Direct, non-radioactive detection of mutations in multiple endocrine neoplasia type 2A families.

作者信息

McMahon R, Mulligan L M, Healey C S, Payne S J, Ponder M, Ferguson-Smith M A, Barton D E, Ponder B A

机构信息

East Anglian Regional Genetics Service, Molecular Genetics Laboratory, Addenbrooke's NHS Trust, Cambridge, UK.

出版信息

Hum Mol Genet. 1994 Apr;3(4):643-6. doi: 10.1093/hmg/3.4.643.

Abstract

We have designed PCR primers that permit the rapid non-isotopic detection of mutations in codon 634 of the RET proto-oncogene, the causative mutations in over 80% of MEN 2A and 50% of FMTC families. In this paper we report the investigation of eleven MEN 2A families referred to the East Anglian Regional Genetics Service. Nine of these families carry codon 634 mutations. We were able to confirm the diagnosis of MEN 2A in twenty six affected individuals and to determine the carrier status of forty one individuals thought to be at risk of developing the disease. Of those at risk, thirty one patients lacked the familial mutation and ten were presymptomatic carriers of MEN 2A. In five cases the direct test proved that patients who had been treated by thyroidectomy but who lacked confirmed cancer, did not carry the familial mutation, removing the perceived risk of MEN 2A from their children.

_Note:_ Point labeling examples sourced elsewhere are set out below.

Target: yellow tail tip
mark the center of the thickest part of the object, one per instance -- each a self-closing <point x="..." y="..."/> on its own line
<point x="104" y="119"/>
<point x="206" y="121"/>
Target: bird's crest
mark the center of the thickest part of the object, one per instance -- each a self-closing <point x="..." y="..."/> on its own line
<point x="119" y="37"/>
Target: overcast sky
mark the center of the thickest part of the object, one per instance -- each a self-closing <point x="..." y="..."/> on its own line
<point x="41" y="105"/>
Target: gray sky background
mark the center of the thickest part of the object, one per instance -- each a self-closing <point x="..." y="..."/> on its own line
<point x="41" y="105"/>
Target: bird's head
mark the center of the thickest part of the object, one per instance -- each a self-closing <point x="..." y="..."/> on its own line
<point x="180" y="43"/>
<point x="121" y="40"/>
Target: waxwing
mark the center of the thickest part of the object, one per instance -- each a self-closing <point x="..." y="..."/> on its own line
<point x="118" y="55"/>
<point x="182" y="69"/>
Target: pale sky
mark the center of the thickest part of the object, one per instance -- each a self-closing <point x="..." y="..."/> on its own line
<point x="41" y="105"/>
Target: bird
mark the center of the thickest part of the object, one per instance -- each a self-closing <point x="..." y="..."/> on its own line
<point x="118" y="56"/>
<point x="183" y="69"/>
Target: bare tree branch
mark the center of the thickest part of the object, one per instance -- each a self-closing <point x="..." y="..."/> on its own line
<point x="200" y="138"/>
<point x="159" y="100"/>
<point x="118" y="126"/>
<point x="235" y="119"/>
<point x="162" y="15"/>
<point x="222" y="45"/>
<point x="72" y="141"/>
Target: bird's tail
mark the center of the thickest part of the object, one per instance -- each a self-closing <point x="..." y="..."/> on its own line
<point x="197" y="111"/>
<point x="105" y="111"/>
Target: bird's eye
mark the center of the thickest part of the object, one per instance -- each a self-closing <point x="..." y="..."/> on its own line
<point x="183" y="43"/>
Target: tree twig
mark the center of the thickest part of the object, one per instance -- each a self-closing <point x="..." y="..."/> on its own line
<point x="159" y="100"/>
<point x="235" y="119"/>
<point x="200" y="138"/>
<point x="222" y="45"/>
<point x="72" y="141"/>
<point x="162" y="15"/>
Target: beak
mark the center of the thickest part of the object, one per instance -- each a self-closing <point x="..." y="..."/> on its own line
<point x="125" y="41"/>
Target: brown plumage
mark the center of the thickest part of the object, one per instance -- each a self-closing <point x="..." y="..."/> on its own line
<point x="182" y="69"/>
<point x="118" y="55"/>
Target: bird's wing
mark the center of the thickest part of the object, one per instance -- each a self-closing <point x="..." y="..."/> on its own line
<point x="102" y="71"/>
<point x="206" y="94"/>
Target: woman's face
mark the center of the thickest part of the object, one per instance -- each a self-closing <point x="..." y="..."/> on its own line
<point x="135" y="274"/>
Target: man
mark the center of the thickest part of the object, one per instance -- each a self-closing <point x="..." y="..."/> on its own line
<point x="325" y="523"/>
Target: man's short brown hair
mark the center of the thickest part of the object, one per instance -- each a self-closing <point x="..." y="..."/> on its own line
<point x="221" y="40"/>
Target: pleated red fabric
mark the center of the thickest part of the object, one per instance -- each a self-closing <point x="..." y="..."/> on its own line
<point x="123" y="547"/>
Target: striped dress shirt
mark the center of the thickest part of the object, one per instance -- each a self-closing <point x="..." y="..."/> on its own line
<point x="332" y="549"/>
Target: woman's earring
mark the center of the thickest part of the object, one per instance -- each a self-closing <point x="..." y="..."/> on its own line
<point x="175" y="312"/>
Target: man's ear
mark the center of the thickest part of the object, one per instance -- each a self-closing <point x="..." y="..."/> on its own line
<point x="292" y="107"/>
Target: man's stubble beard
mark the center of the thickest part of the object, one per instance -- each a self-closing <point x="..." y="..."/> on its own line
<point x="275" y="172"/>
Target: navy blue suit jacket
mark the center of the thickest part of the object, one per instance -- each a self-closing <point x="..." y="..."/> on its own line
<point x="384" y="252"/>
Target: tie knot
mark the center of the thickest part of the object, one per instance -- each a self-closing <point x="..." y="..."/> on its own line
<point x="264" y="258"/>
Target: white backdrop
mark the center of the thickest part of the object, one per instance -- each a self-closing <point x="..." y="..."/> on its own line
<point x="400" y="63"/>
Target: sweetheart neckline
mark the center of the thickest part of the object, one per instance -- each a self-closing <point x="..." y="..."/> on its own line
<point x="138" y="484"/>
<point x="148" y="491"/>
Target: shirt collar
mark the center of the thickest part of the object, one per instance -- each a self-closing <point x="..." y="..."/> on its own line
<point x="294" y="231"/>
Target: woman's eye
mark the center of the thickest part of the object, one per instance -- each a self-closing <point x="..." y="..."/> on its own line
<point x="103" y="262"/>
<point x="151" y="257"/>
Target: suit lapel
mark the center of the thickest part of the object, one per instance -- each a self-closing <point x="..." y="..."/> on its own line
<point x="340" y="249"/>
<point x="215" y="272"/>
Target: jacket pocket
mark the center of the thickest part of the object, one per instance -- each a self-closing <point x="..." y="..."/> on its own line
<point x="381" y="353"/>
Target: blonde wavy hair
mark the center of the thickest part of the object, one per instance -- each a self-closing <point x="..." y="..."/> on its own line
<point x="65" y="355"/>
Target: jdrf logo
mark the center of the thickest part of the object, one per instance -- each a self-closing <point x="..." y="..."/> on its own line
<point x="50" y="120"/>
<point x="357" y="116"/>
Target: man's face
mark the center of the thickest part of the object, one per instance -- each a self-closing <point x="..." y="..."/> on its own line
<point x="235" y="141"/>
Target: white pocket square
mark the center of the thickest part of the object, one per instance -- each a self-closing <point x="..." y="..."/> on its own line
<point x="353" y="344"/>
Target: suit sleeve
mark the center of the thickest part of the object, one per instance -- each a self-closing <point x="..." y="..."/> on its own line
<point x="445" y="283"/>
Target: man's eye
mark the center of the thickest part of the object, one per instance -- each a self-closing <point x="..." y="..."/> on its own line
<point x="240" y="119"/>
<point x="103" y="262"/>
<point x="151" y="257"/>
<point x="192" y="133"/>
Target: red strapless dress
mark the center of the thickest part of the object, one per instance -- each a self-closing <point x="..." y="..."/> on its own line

This group included one patient who had been diagnosed as having mild C-cell hyperplasia, confirming that in MEN 2A families C-cell hyperplasia can result from causes other than the presence of the MEN 2A mutation.

摘要

我们设计了聚合酶链反应(PCR)引物,可用于快速非同位素检测RET原癌基因第634密码子的突变,超过80%的2A型多发性内分泌腺瘤(MEN 2A)和50%的家族性甲状腺髓样癌(FMTC)家族的致病突变均源于此。在本文中,我们报告了对转介至东安格利亚地区遗传学服务中心的11个MEN 2A家族的调查情况。其中9个家族携带第634密码子突变。我们得以确诊26名受影响个体的MEN 2A,并确定了41名被认为有患病风险个体的携带者状态。在这些有风险的个体中,31名患者没有家族性突变,10名是MEN 2A的症状前携带者。在5个病例中,直接检测证明,接受过甲状腺切除术但未确诊患有癌症的患者没有家族性突变,从而消除了其子女患MEN 2A的潜在风险。这组患者中有1名曾被诊断为患有轻度C细胞增生,证实了在MEN 2A家族中,C细胞增生可能由MEN 2A突变以外的原因引起。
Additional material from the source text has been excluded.